Example: Consider a person who lives in a massive mansion, owns a fleet of expensive cars, and dines in the finest of restaurants, wears the most expensive clothing and is famous but is up to his nostrils in debt. He has no peaceful sleep. He looks fine from the outside and the whole world knows him, but would you consider him successful?
Why not judge a business the same way? And why does this happen?
It’s usually because of a series of wrong decisions taken at critical moments. That is why it is essential to make “evidence” based decisions as opposed to gut feel.

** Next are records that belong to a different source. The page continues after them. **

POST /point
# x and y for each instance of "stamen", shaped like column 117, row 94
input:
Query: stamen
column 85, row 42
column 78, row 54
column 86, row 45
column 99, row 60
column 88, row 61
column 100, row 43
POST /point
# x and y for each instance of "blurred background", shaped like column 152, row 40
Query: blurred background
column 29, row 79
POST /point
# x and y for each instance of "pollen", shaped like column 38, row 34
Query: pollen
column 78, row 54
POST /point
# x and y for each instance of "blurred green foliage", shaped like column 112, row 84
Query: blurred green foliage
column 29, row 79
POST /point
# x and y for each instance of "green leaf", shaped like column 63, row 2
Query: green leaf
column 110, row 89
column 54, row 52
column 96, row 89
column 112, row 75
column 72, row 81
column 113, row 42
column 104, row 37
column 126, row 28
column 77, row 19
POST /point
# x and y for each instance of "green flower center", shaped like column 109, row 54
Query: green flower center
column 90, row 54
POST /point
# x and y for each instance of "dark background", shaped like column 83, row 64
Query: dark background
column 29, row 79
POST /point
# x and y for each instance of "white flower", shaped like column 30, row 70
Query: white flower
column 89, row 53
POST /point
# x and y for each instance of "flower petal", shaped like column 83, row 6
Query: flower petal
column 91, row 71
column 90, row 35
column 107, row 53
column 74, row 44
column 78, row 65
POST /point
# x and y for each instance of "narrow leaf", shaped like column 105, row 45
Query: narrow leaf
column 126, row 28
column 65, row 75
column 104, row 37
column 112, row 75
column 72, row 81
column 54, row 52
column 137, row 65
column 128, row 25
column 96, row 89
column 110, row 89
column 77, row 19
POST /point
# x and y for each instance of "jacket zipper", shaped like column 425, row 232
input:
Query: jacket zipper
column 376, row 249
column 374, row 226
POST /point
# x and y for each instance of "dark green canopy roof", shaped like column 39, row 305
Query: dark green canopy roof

Unfortunately, many such business owners are often blinded by day to day challenges. They lose their ability to discern the difference between an expense and an investment. The challenges and harsh experiences of each day have caused them to be overly cautious and they cling on to every single cent. Their intentions are good. They can see that their business is not what it should be. They are trying every trick they know to run a rescue operation but it isn’t working. They are hoping to build up cash reserves by controlling the out go of money. Right solution but wrong strategy. In the process they fail to invest in the very thing that can help. Now you have a perfect recipe for a business failure. Though the business might not “cease to exist”, it is almost a daily struggle to stay afloat. Considering that the business still exists, is it a successful business?
Of course, this might not be true of all businesses. A successful business in my opinion (as opposed to a failed business) is one which is thriving, expanding, growing, providing for many families and has the cash reserves to fuel the growth. There are thousands of such successful businesses, but you will also notice that these businesses are well equipped with ammunition and appropriate business tools that helped them get to where they are, from small beginnings. Business Intelligence is one of them. It didn’t happen magically. Those very tools are still being used to help them maintain their success, without which they could rapidly slide down too.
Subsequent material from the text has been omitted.